In Europa non va meglio. Qualche passo avanti ma stentato: la sfiducia reciproca tra strutture giudiziarie e di tutela della sicurezza domina a tutto vantaggio dei terroristi. Il famoso PNR, il registro europeo dei passeggeri aerei ritenuto, non solo dagli americani, uno strumento di lotta decisivo, non riesce a vedere la luce. Come una seria politica europea integrata sulla sicurezza comune. Come un' efficace politica estera nella cintura delle crisi circostanti.
Tutto vero in queste polemiche, tutti pezzi di analisi ineccepibili dell'ennesima emergenza europea irrisolta. Anche se si tende sempre a parlare degli attentati che purtroppo ci sono stati, mai di quelli scongiurati: oltre 300 nel 2015 secondo i dati Europol. Segno tangibile che, dopo tutto, c'è anche qualcosa che funziona nell'Unione.
Ma il problema di fondo è un altro. I terroristi non sono degli alieni ma i vicini della porta accanto, quasi sempre con in tasca il nostro stesso passaporto. Anche per questo spesso imprendibili. Per combattere questa "guerra civile" su scala europea, che ne sfrutta abilmente le libertà senza frontiere, sono fondamentali nell'immediato banche-dati comuni e sistematici scambi di informazioni tra servizi e forze dell'ordine nel segno della fiducia reciproca, tutta da creare, per prevenire e reprimere gli attentati.

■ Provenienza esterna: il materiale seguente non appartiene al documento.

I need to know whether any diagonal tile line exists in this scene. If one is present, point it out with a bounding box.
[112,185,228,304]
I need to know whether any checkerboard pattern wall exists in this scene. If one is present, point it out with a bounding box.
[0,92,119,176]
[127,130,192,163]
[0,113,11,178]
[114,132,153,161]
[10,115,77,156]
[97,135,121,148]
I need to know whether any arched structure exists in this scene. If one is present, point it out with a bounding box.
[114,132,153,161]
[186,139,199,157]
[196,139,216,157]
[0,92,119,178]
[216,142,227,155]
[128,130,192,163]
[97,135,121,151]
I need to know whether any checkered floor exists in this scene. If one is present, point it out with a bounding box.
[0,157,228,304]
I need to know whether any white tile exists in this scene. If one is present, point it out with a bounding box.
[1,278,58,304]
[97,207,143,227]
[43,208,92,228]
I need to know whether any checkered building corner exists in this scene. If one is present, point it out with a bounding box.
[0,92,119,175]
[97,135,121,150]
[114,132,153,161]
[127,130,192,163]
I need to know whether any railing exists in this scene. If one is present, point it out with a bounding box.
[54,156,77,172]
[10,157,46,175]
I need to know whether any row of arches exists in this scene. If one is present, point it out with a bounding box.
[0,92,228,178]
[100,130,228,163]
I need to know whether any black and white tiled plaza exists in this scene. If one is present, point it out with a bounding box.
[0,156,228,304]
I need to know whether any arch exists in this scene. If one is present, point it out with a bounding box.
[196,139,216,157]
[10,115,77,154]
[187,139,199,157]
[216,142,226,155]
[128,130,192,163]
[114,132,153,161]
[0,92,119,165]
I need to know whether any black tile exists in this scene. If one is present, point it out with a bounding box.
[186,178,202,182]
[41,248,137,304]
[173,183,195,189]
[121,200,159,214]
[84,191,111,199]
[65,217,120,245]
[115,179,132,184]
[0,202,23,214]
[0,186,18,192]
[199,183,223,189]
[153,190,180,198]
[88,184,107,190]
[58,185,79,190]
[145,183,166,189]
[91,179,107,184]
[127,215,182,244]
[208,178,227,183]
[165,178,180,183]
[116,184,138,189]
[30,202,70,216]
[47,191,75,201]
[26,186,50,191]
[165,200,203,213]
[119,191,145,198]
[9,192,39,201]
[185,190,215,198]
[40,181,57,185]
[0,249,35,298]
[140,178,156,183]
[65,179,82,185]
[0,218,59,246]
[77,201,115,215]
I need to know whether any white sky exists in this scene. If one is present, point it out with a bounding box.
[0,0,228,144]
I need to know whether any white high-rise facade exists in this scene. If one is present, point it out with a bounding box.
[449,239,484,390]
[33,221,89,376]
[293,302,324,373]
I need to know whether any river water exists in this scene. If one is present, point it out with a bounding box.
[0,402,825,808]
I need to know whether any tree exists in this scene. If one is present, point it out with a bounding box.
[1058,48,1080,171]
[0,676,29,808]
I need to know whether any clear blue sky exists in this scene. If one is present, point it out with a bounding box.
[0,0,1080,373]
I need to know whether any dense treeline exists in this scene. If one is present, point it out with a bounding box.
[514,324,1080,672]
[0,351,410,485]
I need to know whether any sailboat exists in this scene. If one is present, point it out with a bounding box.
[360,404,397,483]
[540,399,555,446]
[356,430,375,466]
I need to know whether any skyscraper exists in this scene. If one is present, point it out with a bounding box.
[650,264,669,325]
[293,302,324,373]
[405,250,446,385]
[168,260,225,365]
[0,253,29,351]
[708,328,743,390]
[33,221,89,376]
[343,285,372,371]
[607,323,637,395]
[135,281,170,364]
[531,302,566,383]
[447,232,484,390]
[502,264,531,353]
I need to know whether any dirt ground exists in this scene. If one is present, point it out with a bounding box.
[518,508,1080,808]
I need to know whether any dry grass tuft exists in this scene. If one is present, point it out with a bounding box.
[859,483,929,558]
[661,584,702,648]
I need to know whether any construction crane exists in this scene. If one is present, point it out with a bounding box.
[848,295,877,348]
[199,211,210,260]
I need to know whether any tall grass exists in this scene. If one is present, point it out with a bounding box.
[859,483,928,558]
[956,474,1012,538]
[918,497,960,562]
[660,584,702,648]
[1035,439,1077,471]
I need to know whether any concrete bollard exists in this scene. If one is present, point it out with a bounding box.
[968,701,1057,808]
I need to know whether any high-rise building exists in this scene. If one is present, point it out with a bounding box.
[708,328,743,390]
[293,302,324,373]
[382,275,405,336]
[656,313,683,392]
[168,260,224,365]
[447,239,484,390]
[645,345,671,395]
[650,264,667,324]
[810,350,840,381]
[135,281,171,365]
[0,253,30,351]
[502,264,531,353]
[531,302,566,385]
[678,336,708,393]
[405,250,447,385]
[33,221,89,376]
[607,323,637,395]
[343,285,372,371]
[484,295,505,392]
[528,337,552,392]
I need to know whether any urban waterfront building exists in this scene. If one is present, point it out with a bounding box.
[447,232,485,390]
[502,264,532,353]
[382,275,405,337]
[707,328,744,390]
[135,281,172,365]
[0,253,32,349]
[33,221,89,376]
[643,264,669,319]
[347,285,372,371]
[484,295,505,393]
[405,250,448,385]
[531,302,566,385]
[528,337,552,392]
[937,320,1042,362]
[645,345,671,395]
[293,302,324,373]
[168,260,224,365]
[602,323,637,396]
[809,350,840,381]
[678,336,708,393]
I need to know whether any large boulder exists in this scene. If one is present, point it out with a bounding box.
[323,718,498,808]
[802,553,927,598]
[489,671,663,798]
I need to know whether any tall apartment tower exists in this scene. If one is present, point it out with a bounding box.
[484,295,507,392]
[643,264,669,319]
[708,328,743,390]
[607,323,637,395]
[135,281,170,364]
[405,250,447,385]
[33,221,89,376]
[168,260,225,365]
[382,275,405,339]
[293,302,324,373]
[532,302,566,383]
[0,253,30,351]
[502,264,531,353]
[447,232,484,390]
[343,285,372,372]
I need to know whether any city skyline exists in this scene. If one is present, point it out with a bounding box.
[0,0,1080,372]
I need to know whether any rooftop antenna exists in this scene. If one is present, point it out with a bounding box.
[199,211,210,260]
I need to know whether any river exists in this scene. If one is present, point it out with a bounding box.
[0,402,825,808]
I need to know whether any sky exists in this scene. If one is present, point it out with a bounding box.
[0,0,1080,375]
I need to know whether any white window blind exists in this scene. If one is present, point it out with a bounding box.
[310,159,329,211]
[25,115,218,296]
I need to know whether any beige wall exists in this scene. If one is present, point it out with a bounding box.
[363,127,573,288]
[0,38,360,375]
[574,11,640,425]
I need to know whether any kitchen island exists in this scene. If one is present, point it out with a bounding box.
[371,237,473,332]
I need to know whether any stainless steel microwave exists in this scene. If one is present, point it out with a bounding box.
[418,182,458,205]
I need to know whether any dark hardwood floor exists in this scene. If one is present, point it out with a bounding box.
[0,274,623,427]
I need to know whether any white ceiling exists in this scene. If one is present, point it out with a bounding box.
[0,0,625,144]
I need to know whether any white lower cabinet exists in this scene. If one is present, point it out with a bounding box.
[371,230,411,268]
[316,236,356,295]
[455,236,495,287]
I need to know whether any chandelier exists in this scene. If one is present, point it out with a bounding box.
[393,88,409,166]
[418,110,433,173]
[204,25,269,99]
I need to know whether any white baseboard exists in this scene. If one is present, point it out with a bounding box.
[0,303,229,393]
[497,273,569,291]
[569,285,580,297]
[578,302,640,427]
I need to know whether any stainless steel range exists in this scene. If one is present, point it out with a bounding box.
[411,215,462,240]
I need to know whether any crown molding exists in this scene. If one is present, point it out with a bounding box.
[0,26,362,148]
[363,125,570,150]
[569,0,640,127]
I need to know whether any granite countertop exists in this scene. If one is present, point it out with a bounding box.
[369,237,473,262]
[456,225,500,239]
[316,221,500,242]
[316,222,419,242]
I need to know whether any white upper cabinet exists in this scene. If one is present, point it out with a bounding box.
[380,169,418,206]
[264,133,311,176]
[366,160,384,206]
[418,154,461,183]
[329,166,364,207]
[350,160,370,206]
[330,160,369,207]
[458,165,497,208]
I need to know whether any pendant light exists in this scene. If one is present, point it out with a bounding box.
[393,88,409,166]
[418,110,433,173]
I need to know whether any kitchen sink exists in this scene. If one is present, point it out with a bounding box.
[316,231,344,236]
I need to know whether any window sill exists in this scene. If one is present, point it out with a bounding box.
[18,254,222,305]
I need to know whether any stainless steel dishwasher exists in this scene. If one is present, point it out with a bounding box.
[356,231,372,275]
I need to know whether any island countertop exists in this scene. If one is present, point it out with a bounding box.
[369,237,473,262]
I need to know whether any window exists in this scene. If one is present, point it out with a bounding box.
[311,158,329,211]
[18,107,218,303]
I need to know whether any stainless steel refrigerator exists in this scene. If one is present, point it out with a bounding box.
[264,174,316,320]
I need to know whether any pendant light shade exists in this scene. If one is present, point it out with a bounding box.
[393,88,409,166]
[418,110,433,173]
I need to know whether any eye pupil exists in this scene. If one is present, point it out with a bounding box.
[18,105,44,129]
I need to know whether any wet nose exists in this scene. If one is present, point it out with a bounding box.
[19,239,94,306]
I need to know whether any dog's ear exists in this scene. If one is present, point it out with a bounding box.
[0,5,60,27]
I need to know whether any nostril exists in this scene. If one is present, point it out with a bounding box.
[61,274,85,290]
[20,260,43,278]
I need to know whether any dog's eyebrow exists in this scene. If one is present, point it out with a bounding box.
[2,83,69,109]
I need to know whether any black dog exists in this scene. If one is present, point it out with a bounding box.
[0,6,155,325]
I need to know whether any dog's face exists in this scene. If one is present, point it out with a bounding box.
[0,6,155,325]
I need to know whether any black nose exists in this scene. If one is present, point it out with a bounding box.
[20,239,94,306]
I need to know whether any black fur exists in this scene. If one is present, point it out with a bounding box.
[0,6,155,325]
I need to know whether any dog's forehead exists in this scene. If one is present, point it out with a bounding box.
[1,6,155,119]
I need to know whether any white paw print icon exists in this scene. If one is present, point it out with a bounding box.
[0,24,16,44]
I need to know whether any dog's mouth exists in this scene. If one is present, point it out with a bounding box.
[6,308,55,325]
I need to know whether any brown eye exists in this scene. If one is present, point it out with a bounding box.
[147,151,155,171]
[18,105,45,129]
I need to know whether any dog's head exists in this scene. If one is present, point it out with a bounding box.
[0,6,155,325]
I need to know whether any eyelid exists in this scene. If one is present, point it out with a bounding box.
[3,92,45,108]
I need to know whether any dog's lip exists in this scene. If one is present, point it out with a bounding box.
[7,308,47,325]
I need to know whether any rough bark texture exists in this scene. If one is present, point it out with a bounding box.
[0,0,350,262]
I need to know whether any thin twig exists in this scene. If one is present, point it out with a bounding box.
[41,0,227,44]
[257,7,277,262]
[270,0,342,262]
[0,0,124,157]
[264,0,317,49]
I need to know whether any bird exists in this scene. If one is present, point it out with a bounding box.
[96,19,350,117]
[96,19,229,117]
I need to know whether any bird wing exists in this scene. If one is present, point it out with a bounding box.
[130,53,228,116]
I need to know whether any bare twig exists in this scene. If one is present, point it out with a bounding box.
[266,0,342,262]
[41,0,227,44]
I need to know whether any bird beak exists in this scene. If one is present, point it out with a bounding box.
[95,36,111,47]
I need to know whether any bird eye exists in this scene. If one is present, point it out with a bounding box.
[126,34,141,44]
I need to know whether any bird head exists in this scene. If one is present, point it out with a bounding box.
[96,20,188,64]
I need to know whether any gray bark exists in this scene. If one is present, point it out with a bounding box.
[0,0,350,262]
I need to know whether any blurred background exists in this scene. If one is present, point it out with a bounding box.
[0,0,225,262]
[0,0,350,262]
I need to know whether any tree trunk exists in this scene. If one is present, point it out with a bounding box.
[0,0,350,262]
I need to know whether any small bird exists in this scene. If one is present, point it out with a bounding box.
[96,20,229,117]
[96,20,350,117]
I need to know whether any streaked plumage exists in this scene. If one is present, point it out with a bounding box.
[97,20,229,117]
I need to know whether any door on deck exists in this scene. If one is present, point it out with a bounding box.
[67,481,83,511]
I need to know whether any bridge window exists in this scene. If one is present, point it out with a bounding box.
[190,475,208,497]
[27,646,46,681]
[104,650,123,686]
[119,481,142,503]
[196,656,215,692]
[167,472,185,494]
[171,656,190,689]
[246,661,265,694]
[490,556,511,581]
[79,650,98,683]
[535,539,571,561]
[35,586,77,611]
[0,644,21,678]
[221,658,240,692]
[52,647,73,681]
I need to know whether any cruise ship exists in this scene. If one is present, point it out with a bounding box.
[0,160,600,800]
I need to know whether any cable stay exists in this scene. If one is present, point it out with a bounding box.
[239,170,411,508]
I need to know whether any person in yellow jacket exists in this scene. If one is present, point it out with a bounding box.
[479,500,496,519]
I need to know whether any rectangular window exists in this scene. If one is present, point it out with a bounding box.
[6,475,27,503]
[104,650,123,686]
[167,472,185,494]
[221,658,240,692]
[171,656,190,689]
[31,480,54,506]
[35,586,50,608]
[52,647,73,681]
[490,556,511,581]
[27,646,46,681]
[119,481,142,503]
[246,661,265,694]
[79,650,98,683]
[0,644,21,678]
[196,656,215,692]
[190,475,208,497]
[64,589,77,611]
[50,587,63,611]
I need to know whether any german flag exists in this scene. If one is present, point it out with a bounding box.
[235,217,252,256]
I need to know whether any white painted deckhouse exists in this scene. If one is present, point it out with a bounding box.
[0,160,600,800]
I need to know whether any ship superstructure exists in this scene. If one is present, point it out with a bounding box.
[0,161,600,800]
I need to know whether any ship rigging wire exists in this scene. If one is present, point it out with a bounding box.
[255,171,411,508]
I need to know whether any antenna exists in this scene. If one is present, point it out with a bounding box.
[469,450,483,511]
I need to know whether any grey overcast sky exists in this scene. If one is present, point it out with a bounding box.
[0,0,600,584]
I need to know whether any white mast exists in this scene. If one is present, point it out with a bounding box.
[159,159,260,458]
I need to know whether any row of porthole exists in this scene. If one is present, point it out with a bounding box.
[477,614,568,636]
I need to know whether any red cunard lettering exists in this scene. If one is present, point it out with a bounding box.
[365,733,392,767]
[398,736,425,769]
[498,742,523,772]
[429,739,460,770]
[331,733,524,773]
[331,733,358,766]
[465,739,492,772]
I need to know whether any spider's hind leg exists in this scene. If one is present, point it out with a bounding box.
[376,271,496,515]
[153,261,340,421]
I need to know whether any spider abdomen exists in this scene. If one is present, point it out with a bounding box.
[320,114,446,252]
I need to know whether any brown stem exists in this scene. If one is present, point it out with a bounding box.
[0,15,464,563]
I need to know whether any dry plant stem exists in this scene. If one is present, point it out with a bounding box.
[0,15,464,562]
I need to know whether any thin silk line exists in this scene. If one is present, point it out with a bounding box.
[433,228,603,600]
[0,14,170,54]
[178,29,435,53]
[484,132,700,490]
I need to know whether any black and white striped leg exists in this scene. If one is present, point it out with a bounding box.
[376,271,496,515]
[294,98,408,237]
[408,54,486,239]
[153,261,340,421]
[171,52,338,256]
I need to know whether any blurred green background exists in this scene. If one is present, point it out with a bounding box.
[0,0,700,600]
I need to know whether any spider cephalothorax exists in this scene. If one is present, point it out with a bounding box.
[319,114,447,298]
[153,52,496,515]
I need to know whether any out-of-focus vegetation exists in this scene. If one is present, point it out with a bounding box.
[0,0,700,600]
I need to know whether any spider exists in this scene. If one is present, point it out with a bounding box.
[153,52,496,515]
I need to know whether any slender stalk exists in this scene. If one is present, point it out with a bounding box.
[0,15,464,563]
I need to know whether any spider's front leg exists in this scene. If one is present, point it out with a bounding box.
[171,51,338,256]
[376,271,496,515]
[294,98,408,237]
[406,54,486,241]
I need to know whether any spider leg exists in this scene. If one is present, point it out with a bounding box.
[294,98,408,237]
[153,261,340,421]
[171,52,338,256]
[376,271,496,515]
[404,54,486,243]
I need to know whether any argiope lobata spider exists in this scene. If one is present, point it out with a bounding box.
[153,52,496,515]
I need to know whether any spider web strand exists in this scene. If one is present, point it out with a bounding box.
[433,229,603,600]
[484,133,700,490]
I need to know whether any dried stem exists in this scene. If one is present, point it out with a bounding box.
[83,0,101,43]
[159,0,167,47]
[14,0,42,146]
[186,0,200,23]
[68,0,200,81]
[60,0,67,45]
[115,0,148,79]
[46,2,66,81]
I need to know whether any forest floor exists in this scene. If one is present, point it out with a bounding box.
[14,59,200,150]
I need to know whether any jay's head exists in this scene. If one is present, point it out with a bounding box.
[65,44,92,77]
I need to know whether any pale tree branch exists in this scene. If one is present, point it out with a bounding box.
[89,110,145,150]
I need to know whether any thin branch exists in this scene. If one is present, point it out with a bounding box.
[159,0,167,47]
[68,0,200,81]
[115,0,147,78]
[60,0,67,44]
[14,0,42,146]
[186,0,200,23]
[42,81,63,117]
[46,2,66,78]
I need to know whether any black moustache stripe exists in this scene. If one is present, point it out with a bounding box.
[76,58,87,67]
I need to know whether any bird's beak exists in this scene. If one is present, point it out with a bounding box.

Ma quegli strumenti non servono per risolverla alla radice. Per riuscirci, e tanto più ora che si misura con la grande ondata dei rifugiati in maggioranza musulmani e per non condannarsi in prospettiva al disastro, l'Europa deve trasformare l'attuale scontro in un costruttivo incontro di civiltà. Basta ghetti o periferie off-limits per cominciare ma basta anche con le favole: l'Islam smetta di definirsi pacifico e noi di far finta di crederci. I moderati musulmani escano allo scoperto isolando davvero i loro figli degeneri.
E noi europei finiamola di rifugiarci nel relativismo culturale che divide e non aiuta a creare ponti. Riscopriamo con coerenza il valore dei valori fondamentali della nostra identità. Solo intavolando un dialogo tra pari, nella convinzione dei meriti dei rispettivi patrimoni culturali, l'Europa potrà scommettere su un futuro diverso e più ricco di opportunità. Pacificazione e integrazione sono sfide di lunga lena ma si deve cominciare adesso per realizzarle dopodomani. L'alternativa per la società europea è rassegnarsi a sopportare la compagnia  del terrorismo.